Myotonic dystrophy also can cause sleep disorders, cataracts, cancer, diabetes, heart disease, respiratory issues and other health problems. "We think of it as predominantly affecting the muscles and the heart muscle, but it can also affect lots of other cells in the body," McNally said.

Because the condition can hit so many different organs, the authors of the new consensus report suggest a care strategy that involves a neurologist, pulmonologist and cardiologist.

McNally advised those with a family history of myotonic dystrophy get tested for it as soon as possible, noting that simple blood and saliva tests are available.

Those diagnosed with the condition should be monitored using tools such cardiac imaging (echocardiography or MRI) and heart monitoring. "In the future, we hope more of this monitoring can be done using wrist devices, but we're not quite there yet," McNally said.

When cardiac problems are detected, more active interventions such as medication or even a device like a pacemaker or defibrillator may be warranted.

According to McNally, the goal is to not only save lives but to improve the quality of life for people living with myotonic dystrophy.

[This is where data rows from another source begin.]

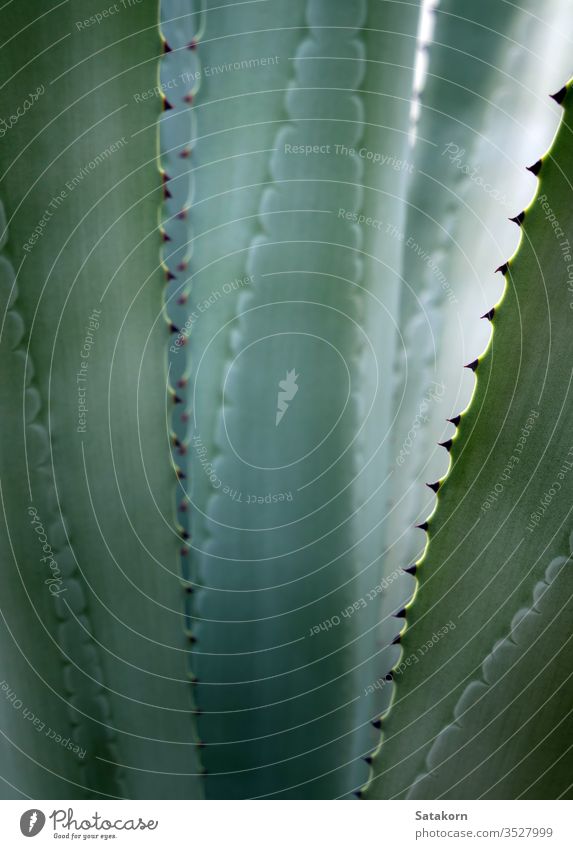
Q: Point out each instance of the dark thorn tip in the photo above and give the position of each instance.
(559, 96)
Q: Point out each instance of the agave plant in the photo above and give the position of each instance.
(243, 248)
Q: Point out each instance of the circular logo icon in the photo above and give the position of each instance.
(32, 822)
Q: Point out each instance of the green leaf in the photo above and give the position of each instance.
(287, 465)
(505, 505)
(105, 663)
(507, 737)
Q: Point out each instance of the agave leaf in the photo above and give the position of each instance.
(505, 505)
(79, 171)
(482, 83)
(507, 737)
(286, 459)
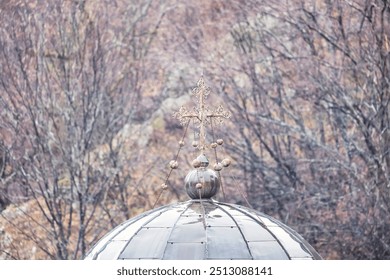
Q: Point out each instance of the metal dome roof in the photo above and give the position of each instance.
(202, 229)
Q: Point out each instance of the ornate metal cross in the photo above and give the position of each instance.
(202, 114)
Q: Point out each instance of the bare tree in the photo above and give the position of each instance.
(70, 82)
(310, 94)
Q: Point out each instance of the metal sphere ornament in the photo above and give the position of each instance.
(213, 145)
(226, 162)
(173, 164)
(196, 163)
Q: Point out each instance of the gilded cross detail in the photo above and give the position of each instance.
(202, 113)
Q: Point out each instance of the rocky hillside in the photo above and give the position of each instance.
(88, 89)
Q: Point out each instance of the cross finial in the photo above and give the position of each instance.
(202, 114)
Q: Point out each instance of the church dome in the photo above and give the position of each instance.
(202, 229)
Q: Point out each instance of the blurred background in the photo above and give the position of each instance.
(88, 89)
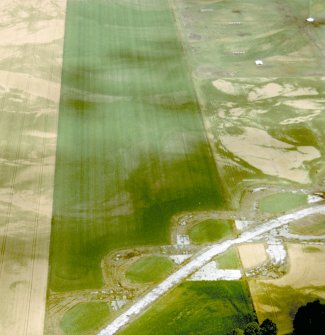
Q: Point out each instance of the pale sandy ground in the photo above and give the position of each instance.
(306, 268)
(202, 258)
(252, 254)
(29, 93)
(271, 156)
(306, 274)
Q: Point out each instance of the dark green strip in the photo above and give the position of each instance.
(131, 146)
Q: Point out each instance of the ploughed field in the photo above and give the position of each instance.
(171, 143)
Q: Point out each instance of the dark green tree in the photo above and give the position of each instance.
(310, 319)
(236, 331)
(252, 328)
(268, 327)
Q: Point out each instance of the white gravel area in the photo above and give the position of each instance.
(196, 263)
(179, 259)
(211, 272)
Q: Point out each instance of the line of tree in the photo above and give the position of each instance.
(267, 327)
(309, 319)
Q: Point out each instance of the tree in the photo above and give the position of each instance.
(252, 328)
(309, 319)
(268, 327)
(236, 331)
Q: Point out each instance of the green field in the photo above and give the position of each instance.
(131, 148)
(308, 228)
(280, 202)
(229, 260)
(210, 231)
(84, 317)
(209, 308)
(149, 269)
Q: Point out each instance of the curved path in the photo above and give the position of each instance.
(198, 261)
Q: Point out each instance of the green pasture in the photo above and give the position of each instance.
(229, 259)
(210, 231)
(308, 228)
(131, 148)
(280, 202)
(149, 269)
(84, 317)
(209, 308)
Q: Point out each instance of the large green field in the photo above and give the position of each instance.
(131, 148)
(84, 317)
(207, 308)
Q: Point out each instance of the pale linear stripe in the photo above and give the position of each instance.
(25, 234)
(204, 257)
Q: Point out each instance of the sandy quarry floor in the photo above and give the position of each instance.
(29, 93)
(270, 155)
(279, 298)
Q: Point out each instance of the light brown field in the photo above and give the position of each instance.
(29, 91)
(252, 254)
(270, 155)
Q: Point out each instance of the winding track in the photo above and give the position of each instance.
(201, 259)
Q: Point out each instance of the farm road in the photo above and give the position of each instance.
(201, 259)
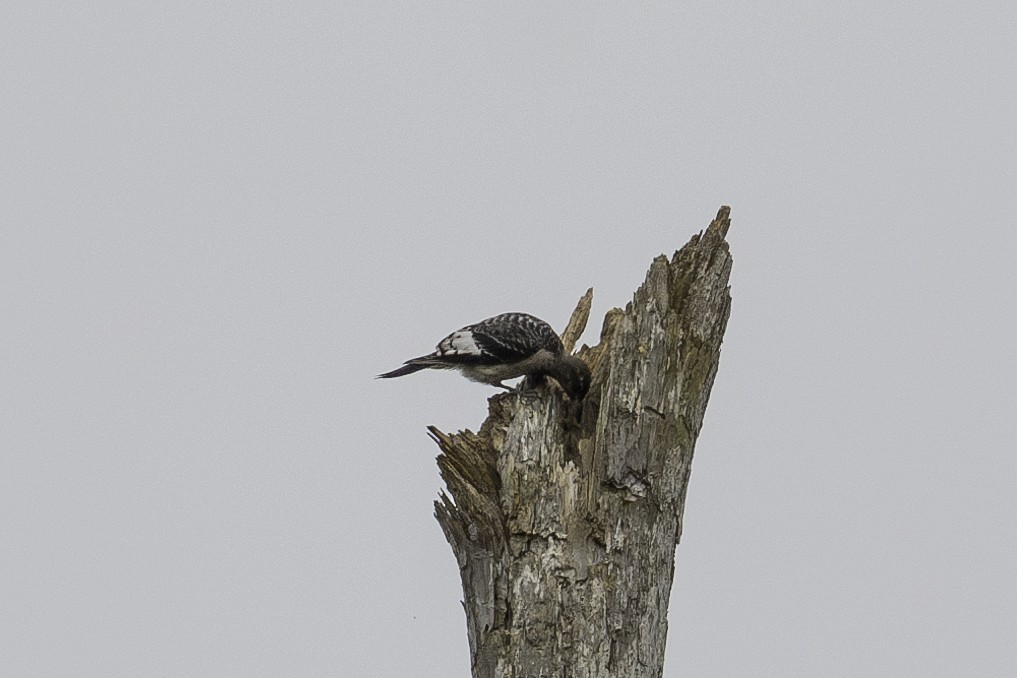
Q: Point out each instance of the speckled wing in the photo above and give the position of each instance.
(513, 336)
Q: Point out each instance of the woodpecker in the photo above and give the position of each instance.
(504, 347)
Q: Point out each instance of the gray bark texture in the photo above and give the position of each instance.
(564, 522)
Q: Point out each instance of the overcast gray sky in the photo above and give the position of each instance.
(221, 220)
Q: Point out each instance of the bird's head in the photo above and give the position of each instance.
(574, 376)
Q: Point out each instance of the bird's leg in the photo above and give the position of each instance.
(532, 382)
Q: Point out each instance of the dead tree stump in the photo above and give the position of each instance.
(565, 531)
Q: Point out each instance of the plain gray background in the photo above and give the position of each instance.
(221, 220)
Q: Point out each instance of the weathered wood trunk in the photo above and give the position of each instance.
(565, 531)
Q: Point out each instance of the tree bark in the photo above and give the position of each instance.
(564, 531)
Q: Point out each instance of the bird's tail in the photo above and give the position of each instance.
(411, 366)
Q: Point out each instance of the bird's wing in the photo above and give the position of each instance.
(504, 339)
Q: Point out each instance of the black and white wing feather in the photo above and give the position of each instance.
(503, 339)
(504, 347)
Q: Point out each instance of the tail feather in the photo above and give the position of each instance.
(409, 367)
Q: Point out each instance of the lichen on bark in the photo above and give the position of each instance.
(564, 522)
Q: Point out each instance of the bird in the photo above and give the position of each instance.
(504, 347)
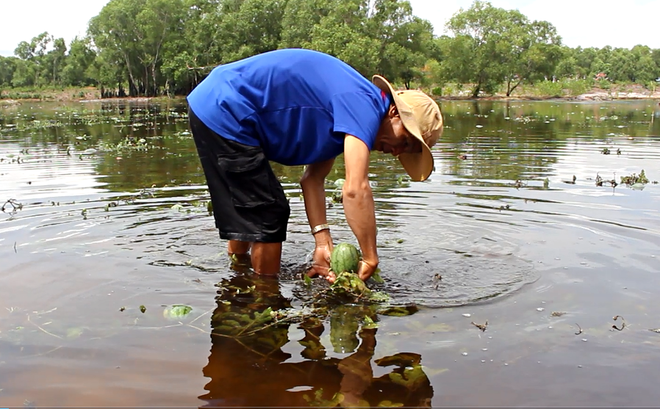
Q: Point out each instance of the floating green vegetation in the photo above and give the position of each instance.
(127, 144)
(635, 179)
(177, 311)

"If your heart rate is beating too fast, it doesn't let you exercise or do the things that you want to do, and that can be very limiting," McNally said. Ongoing research may point to a more positive future for people with the condition.

"Molecularly and genetically, we know precisely where the defect is in these disorders, and there is a lot of interest in how to tackle that," she said. "There's a lot of hope."